On one large island, they are summoned by Ptolemaios to carry out a mission for him, a well paid but highly dangerous one. They have several interviews with this cultured but death-dealing ruler, never knowing when they might displease him and lose their lives. As they go from island and mainland port after port, they are often looked upon suspiciously by the local authorities, and they carry on their trading in the markets sometimes with swords over their heads.

So it's a jolly good adventure tale, but it's more than that. The author's name, H. T. Turteltaub, is a pseudonym for Harry Turtledove. An appropriate name to author this book, it reminds me of the passage in the Bible's Song of Solomon: "Rise up, my love, and come away, for, lo, the winter is past ... and the voice of the turtle[dove] is heard throughout our land." Mr. Turteltaub is a highly knowledgeable scholar of ancient Greece, and how it shows in his writing. Far more than the average historical novelist, he inculcates the times into his readers by writing as if they were there.

Sostratos and Menedemos bring with them provisions of bread, cheese, olives, and wine, and supplement them with fresh-caught seafood, red mullet, mackerel, squid, et al. They speak a Doric Greek because Rhodes had been settled by Dorians, but they run into other Greeks who speak with an Ionian, Attic, or Macedonian accent, as well as foreigners for whom Greek is a second language. The position of women in these times is well noted in the novel, and yet we also see that even then sex would not be denied, although positions could vary with retrovaginal entry being common, as was anal sex, and sex between grown men and young boys, just as we see from the numerous examples of Greek pottery available to us today.
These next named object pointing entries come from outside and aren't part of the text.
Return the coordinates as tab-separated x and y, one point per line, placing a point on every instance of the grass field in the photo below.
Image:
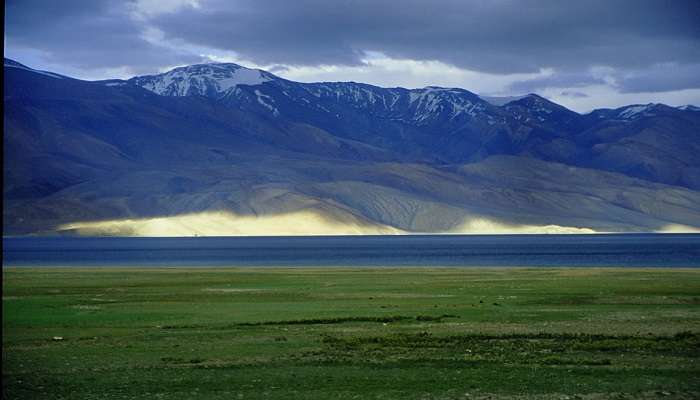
350	334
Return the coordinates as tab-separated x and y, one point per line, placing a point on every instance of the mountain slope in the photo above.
219	149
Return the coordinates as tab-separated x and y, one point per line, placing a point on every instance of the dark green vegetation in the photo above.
336	334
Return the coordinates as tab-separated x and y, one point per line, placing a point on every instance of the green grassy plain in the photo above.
350	333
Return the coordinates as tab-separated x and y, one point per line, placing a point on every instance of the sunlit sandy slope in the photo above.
486	226
304	222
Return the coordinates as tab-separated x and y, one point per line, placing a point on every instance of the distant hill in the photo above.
223	149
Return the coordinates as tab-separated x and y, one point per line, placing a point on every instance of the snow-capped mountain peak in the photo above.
202	79
689	107
14	64
636	111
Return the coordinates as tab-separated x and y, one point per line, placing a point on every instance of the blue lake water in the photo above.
626	250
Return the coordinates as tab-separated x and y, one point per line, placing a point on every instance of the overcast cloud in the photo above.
604	51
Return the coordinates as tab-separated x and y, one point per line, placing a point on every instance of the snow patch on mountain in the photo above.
202	79
14	64
635	111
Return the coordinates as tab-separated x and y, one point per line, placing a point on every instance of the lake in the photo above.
616	250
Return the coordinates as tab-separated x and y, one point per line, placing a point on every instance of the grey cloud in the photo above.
557	80
568	93
86	35
661	78
490	36
633	37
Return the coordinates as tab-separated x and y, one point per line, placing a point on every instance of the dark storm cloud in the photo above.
660	78
558	80
632	37
490	36
568	93
85	34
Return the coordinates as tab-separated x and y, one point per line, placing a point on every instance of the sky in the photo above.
582	54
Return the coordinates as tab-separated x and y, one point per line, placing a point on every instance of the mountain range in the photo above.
220	149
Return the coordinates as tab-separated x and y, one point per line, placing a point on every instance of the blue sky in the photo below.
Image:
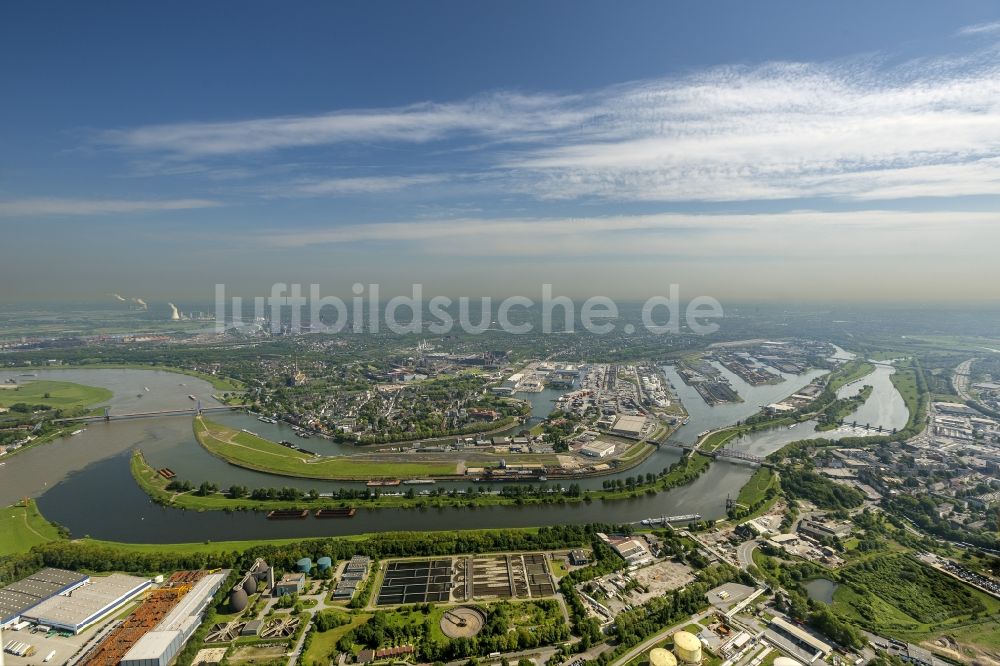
764	150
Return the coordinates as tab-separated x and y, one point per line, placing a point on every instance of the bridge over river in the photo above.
731	454
108	416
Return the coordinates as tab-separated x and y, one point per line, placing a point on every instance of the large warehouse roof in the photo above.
89	602
629	424
25	594
802	635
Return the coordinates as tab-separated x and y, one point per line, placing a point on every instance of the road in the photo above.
652	642
744	553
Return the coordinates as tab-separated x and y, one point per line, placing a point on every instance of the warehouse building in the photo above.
88	603
598	449
21	597
629	426
800	637
159	646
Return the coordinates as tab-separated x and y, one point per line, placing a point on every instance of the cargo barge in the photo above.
345	512
383	482
287	514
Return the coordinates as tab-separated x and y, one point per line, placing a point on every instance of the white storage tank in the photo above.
661	657
687	647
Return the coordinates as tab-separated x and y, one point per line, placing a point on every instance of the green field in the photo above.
905	381
756	488
322	645
247	450
897	596
22	527
849	372
55	395
156	487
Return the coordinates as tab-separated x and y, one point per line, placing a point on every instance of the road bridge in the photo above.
108	416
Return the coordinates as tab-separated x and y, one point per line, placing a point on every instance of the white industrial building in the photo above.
159	646
629	426
84	605
598	449
20	598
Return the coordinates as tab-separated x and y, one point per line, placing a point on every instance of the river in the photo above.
83	481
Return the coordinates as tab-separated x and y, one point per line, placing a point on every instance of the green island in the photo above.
208	496
29	411
246	449
54	395
23	527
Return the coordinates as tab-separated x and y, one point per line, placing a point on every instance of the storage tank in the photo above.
661	657
687	647
786	661
237	600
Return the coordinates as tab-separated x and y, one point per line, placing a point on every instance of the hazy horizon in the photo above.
773	152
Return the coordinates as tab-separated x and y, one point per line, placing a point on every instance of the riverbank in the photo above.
22	527
64	399
227	384
245	449
208	499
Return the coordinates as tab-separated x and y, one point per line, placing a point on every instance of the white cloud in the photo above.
696	236
980	28
503	115
45	206
856	130
360	185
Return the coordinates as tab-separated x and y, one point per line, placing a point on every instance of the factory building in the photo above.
290	584
800	637
84	605
25	595
598	449
629	426
159	646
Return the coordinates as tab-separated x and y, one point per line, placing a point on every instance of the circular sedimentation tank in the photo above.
687	647
462	621
661	657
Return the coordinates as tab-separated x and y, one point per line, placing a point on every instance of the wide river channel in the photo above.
83	481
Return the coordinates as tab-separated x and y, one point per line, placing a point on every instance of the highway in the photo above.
653	641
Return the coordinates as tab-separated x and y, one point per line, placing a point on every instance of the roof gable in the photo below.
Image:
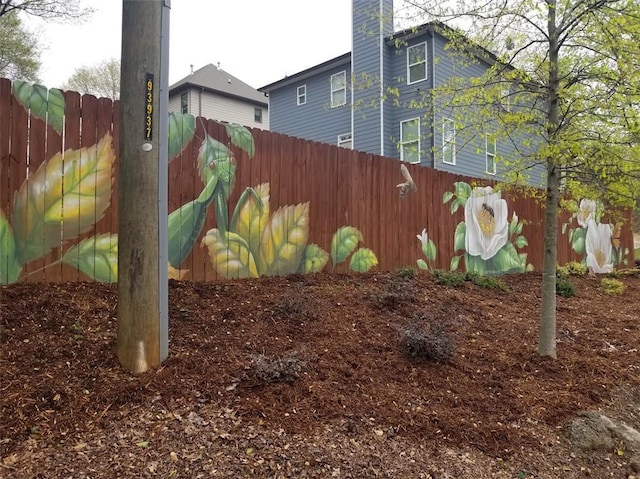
216	80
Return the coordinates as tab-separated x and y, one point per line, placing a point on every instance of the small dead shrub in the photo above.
298	307
430	341
276	369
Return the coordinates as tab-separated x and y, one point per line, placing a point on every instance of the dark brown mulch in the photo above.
310	376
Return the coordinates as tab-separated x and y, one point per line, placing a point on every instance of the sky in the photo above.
257	41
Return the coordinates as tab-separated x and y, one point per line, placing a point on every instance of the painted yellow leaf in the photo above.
251	222
230	255
284	240
75	187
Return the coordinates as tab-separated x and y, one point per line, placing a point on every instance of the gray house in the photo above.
212	93
346	101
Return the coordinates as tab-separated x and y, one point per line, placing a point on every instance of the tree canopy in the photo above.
102	79
61	10
569	71
19	56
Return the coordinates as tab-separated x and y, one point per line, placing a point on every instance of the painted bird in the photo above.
408	185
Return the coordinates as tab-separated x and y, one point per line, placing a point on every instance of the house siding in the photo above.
315	120
216	107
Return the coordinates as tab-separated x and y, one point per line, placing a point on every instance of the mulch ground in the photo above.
313	376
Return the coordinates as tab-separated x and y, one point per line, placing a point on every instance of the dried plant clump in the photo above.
429	341
276	369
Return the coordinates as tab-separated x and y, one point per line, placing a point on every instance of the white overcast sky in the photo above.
257	41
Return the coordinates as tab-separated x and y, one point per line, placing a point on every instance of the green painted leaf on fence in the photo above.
363	260
241	137
48	105
455	263
212	156
463	192
64	198
344	242
9	267
184	227
97	257
182	127
459	238
314	259
578	240
230	255
508	260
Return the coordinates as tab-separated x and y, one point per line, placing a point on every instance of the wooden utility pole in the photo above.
142	201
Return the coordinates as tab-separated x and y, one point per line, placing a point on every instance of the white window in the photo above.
410	140
339	89
302	94
506	99
490	155
448	141
345	140
417	63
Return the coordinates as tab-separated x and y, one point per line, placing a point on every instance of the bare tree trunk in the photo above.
547	335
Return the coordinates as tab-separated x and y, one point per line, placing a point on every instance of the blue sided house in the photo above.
376	98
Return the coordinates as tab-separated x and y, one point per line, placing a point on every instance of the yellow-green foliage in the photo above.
572	268
612	286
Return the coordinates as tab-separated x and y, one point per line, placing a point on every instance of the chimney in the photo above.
372	24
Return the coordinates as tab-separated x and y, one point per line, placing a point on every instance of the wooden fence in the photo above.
340	187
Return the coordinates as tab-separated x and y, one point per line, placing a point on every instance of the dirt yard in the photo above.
311	376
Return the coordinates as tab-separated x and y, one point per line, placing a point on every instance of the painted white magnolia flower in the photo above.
598	247
586	212
485	215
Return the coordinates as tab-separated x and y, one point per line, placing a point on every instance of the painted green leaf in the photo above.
184	227
314	259
214	158
508	260
455	263
463	192
578	240
521	242
284	240
344	242
97	257
182	127
251	215
363	260
431	251
48	105
230	255
10	269
241	137
69	193
459	237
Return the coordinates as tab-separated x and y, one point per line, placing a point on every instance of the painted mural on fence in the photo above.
60	203
597	242
489	241
69	193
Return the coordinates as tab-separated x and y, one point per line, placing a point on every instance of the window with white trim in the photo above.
417	63
410	140
302	94
448	141
490	155
338	89
184	102
345	141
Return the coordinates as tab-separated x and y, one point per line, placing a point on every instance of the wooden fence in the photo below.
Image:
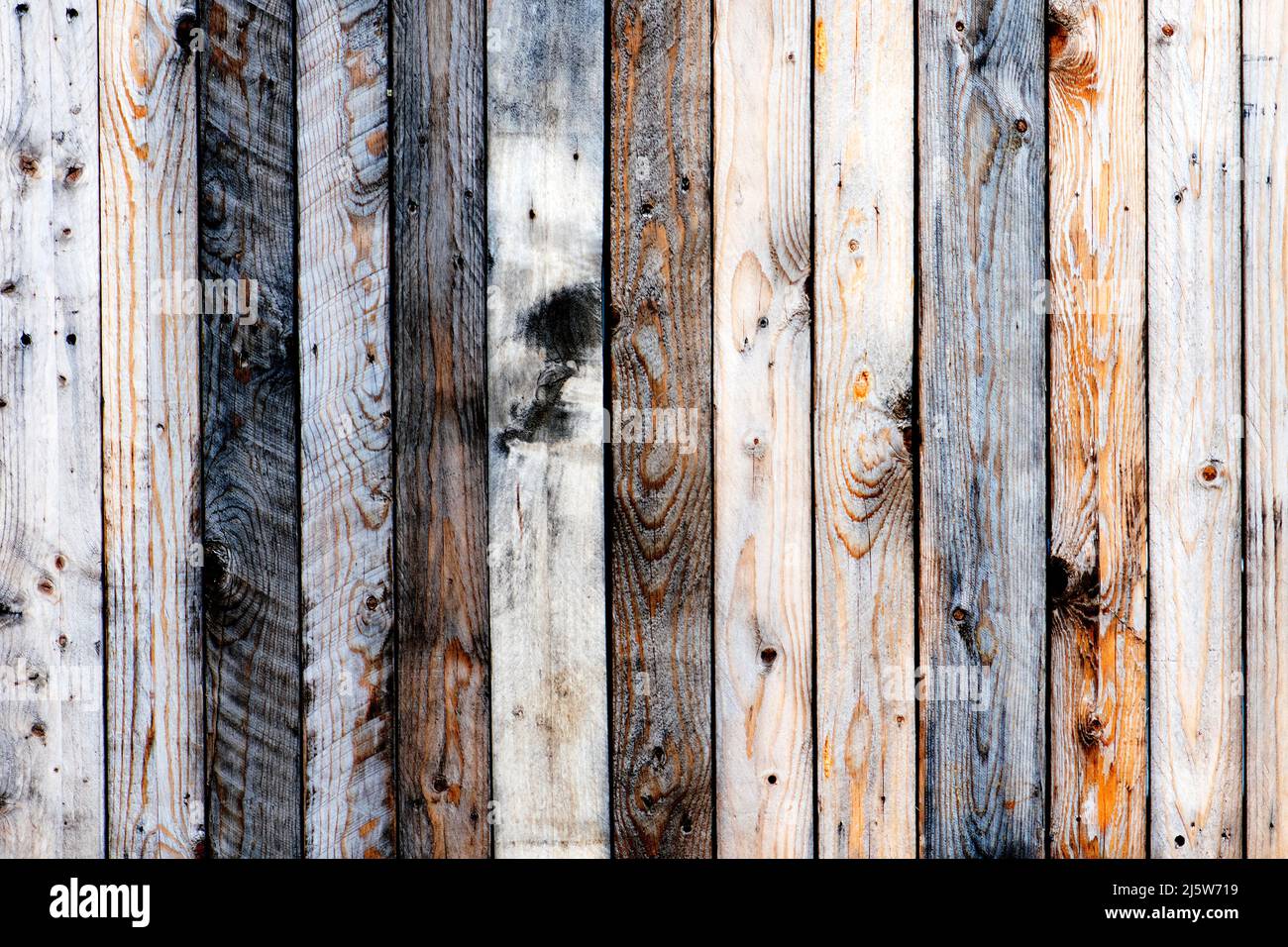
647	428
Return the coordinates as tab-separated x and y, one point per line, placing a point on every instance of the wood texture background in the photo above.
983	457
1099	488
664	428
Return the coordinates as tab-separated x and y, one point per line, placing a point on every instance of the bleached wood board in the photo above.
864	91
661	375
441	368
51	502
983	418
346	429
1099	486
151	429
1265	279
761	390
1194	428
545	423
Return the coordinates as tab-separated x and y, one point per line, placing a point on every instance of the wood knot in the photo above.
1211	475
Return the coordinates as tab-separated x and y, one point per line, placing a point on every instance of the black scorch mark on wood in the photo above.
563	328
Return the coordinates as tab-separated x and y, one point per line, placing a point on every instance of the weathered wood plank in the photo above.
1265	279
441	367
51	501
864	91
151	429
347	427
764	637
250	453
983	406
1194	428
661	375
545	419
1099	488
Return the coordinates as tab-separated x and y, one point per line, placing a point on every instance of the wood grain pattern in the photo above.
439	357
864	91
983	406
661	376
1194	427
151	431
545	420
347	425
1265	279
250	453
51	501
1099	488
764	637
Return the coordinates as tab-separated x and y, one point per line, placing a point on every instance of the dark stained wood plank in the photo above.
983	415
1265	215
441	467
1099	484
661	395
545	419
250	410
347	489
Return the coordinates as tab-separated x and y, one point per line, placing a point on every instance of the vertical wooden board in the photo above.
864	161
661	376
1194	429
347	427
983	406
51	502
1265	279
151	429
249	367
763	570
1096	575
545	421
441	368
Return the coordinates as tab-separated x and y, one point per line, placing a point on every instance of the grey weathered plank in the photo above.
661	382
1099	676
545	420
1265	278
250	453
864	162
347	428
151	429
1196	652
761	379
439	364
51	502
983	414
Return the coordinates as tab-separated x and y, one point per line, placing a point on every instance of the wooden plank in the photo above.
545	419
1194	427
441	368
764	637
51	501
661	375
346	419
151	429
1265	278
983	405
1099	488
864	162
252	522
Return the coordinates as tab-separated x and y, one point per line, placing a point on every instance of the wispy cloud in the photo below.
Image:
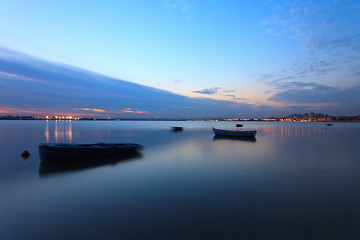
208	91
184	5
65	89
93	109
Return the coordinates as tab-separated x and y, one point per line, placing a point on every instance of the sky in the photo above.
224	58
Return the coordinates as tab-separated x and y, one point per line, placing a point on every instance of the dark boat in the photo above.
63	151
230	133
177	129
50	168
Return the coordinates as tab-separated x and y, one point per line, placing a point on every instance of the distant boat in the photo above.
63	151
177	129
222	132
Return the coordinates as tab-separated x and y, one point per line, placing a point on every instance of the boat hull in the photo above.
51	152
222	132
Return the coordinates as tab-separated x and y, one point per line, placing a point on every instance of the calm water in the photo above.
296	181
As today in Greece, men then seldom married under age 30, but women married very young.

The two cousins frequently visit and get overnight accommodations from the "proxenos" or consul who represents their city in other places. They are delayed and inconvenienced by port authorities, and they haggle continuously with the merchants and others who want their goods, but at sacrifice prices. The author strives quite successfully to show us as many of the customs and manners of the times as he can manage in his novel while still keeping it interesting and suspenseful. Thus we are treated to an inobtrusive travelogue as we keep up with the adventures of these men. And it's a true travelogue, as I know from my long residence in Greece where much of what Turteltaub writes continues to this day; each summer a few of us would rent a "kaiki" and go island-hopping in the same sea that is featured in THE GRYPHON'S SKULL, even carrying as provisions the descendants of those same breads, cheeses, olives, and wines as were available to Sostratos and Menedemos.

The "gryphon's skull" itself is a fossil that Sostratos, to his delight, gets in a transaction, and he wants to bring it to Athens to be studied by the great knowledgeable teachers there. Menedemos sees little commercial value in it, and wants to get rid of it, yet it stays with them for most of their travels. I think Turteltaub uses the skull more symbolically than anything else, and it makes me think of Kontantinos Kavafis's modern poem, "Ithaka": "And if you find her poor, Ithaka has not deceived you, so wise have you become of such experience that already you will have understood what these Ithakas mean."

Neither will THE GRYPHON'S SKULL deceive you, and the experience of reading it will add to your wisdom.